Individuato l´uso della tecnica sinòpiale per la costruzione dei mosaici sui pavimenti pompeiani. L'impiego di quel procedimento, già noto per le ville di Stabiae e così chiamato dalla terra di colore rosso (era utilizzata per tracciare le linee guida necessarie a una pittura parietale) che si trovava a Sinòpia, sul mar Rosso, è stato accertato per la prima volta sui mosaici della casa di Fabio Rufo, a Pompei, nell´Insula Occidentalis, una sorta di immenso condominio con vista sul golfo, abitato dai vip cittadini dell´epoca.
«In effetti - spiega Mario Grimaldi, l´archeologo dell´equipe di studiosi dell´Istituto Suor Orsola Benincasa che ha individuato quei mosaici di secondo stile - quando si doveva realizzare un´opera musiva importante, i maestri che guidavano la bottega incaricata del lavoro mettevano in pratica un mezzo semplicissimo: tracciavano disegno e scene sul pavimento nudo e le dipingevano con gli identici colori dei marmi che vi sarebbero stati incollati sopra».
In quella maniera per l´operaio posatore, che poteva anche essere a digiuno di ogni tecnica, non ci sarebbe stata nessuna possibilità di sbagliare su numero e colore delle tessere da inserire. Le scoperte tuttavia non si fermano ai mosaici.
Le indagini hanno permesso di svelare come la casa di Marco Fabio Rufo fosse una vera e propria villa e tra le più belle della città. Gli architetti di 2000 anni fa, partendo da un nucleo base fatto di abitazioni senza alcuna pretesa, erano riusciti a realizzare un unico fabbricato a più livelli.

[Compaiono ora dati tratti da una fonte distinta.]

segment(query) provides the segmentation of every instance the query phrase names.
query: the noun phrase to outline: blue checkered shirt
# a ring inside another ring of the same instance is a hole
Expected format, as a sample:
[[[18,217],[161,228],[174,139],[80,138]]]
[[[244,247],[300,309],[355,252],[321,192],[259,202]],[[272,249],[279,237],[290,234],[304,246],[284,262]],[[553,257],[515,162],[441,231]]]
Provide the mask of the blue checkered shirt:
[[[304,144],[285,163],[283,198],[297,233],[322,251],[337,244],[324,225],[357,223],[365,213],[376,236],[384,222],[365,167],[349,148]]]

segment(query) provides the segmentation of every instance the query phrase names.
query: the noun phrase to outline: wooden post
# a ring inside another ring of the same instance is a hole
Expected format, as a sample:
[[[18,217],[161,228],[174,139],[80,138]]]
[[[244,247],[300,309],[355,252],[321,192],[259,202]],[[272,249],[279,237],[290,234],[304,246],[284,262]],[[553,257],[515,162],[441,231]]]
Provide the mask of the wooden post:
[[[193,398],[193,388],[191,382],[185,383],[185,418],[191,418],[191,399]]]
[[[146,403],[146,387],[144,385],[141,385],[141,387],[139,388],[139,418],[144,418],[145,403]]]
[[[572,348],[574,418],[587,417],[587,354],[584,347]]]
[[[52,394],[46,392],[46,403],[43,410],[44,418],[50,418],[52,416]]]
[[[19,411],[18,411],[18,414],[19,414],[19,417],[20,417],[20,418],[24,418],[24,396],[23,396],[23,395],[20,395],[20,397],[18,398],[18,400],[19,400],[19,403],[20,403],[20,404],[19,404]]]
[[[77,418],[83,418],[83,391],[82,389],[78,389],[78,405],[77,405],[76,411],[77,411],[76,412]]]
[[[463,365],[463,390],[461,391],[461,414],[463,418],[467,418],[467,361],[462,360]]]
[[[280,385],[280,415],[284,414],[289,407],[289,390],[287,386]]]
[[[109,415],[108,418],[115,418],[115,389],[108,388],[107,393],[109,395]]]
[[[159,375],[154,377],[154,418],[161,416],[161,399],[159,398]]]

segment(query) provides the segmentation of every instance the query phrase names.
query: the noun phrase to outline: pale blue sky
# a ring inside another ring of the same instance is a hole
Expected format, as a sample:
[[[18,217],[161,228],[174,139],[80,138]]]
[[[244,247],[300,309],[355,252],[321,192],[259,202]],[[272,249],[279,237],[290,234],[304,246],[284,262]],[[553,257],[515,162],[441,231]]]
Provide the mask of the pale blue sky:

C´era un portico esterno, in tufo giallo, con un giardino al cui centro si trovavano fontane con giochi d´acqua. L´ambiente, poi, continuava con una serie di giardini pensili degradanti verso il mare, distante solo qualche centinaio di metri.
Le scoperte fatte nella casa di Rufo e le altre nelle case e nelle ville adiacenti (Umbricio Scauro, Maio Castricio, Casa del Bracciale d´oro, lo scavo del principe di Montenegro) hanno quindi consentito la pubblicazione di Pompei, insula Occidentalis, saggio imponente, che accoglie tutti gli studi fatti di recente su circa trecento metri di fronte ovest della città.
Quell´area, indagata già nel 700 e nell´800, fu sistematicamente spogliata di oggetti e decorazioni confluite nei depositi e nelle collezioni del Museo nazionale di Napoli. Nel volume, coordinato da Masanori Aoyagi, professore emerito dell´Università di Tokio, e Umberto Pappalardo, docente all´Istituto universitario Suor Orsola Benincasa, al quale hanno messo mano archeologi ed esperti in ricostruzioni 3D (Varriale, De Simone, Ciardiello, Grimaldi, Esposito, Notomista, Piccirilli, Vallifuoco) e che è stato patrocinato dall´Università di Tokio attraverso il Centro Ricerche sulla pittura di quella istituzione, dunque propongono anche tutti gli apparati spostati da Pompei e oggi presenti nelle collezioni napoletane.
La presentazione del libro è prevista a Pompei, nel mese di giugno.